Figure 5. CaMKII inhibition but not other β-Catenin effectors stabilize β-catenin protein.

(A–F) Neural folds of 3-somite embryos were treated with the indicated inhibitor prior to 52mM ethanol exposure; β-catenin was visualized 2hr thereafter in presumptive hindbrain. Arrows indicate the neural crest-enriched dorsal neural fold; scale bar represents 50 μm.

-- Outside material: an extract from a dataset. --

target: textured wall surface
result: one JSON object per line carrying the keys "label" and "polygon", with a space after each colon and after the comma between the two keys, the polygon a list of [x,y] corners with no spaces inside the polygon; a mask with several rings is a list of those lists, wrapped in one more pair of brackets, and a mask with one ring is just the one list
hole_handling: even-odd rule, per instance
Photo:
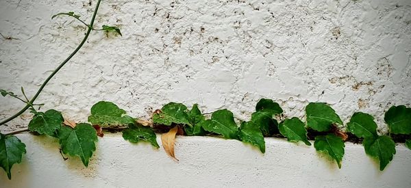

Saline control (A) has robust β-catenin distribution within the dorsal neuroepithelium (arrow), and this is substantially reduced by ethanol (B). The calmodulin-selective inhibitor calmidizolium (C) (20 μM) and the CaMKII-selective inhibitor myrAIP (D) (5 μM) both prevent β-catenin loss within the ethanol-treated dorsal neural folds. In contrast, inhibitors directed against calpain (E, ALLN, 5 μM) and GSK-3β (F, SB-415,286, 5 μM) do not prevent ethanol-mediated β-catenin loss. (G) CaMKII and Ca_i2+ inhibition restore β-catenin transcriptional activity in ethanol-treated hindbrain. Hindbrain expression of TopFlash luciferase reporter was quantified and normalized against Renilla luciferase co-expression in hindbrains pretreated as indicated prior to saline or ethanol challenge. Mean ± SEM of three experiments having 6–8 embryos/treatment, normalized to saline control. * p < 0.001 vs. saline-only; ^ p < 0.05 and ^^ p < 0.001 vs. ethanol-only, analyzed using one-way ANOVA with Holm-Sidak method.